One of the brightest female graduates from The Innovator Trust is Khaya Cokoto. Based in Gauteng, her business, X Spark ATX, offers infrastructure and life-cycle management solutions for medium and large organisations.

“Starting the company was extremely nerve-wrecking because I never did anything like this before. However, I’ve managed to overcome many obstacles thanks to some of the lessons my grandmother taught me. My entrepreneurial spirit definitely comes from her. She made a living by making and selling clothes,” explains Cokoto.

She currently employs eight full-time employees and up to 18 part-time staff members, depending on the project.

“X Spark is transitioning from a small to a medium-sized business. We’ve recently launched our proprietary software - BEE Nectar that helps Enterprise Development Practitioners - to run and manage their programs better. Our goal is to grow our portfolio of services and better serve our clients,” she says.

Ruby Moodley - IT Network Recruiting & Consulting

Another female graduate making a name for herself in the ICT sector is Ruby Moodley, the Director of IT Network Recruiting & Consulting.

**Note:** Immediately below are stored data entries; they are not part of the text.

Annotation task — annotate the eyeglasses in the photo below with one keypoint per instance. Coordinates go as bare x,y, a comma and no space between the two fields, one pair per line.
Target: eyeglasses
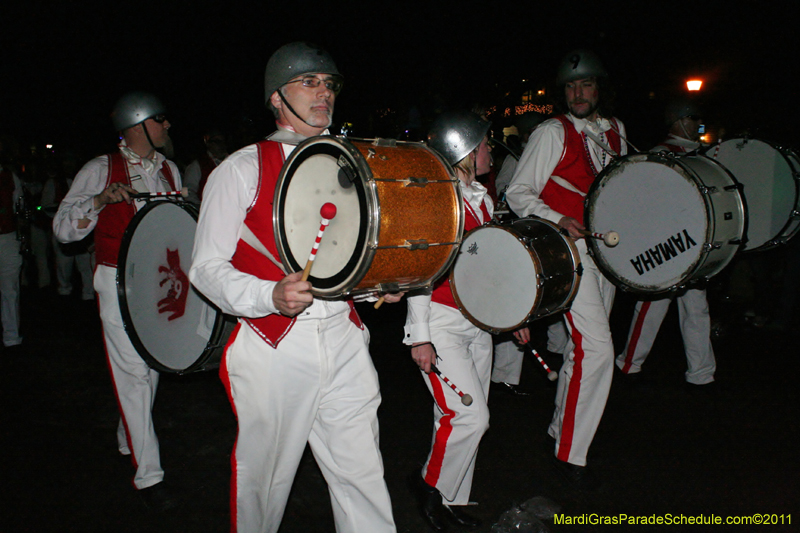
333,84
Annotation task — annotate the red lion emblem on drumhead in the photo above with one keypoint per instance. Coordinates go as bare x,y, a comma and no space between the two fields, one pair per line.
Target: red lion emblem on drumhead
175,302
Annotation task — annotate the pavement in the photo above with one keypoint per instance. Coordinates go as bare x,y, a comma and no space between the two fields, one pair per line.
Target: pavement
662,449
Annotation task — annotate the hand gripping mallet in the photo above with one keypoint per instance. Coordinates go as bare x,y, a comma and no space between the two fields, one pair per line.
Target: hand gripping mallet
327,212
466,399
611,238
552,376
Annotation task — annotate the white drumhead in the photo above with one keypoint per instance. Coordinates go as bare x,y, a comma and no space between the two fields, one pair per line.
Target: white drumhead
495,278
769,187
661,218
314,182
165,317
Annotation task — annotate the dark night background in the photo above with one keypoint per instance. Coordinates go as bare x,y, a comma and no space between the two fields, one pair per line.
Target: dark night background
64,64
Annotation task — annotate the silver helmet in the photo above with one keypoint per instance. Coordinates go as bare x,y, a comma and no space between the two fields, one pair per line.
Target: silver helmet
455,134
580,64
295,59
134,108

Her business specialises in Training recruiting, payroll management, consulting services in ICT Digital providing sustainable solutions in Human Capital management for Industry 4.0.

“I needed financing when I started my business. However, it was difficult to get financing and I was forced to take a mortgage on my home. It was a risk, but one worth taking,” says Moodley.

She believes that being a woman has helped her make a success of her career. “Women look to provide a sense of balance in the workplace. Our priority is to provide for our families by building relationships and actively listening to the needs of our clients. This way we always deliver on what is needed,” she explains.

IT Network has grown leaps and bounds since it was launched in 2007, and currently employs 35 contractors and 4 full-time staff members.

Jooste concludes that Cokoto and Moodley are just two examples of what female entrepreneurs are capable of doing when women are given adequate resources and training.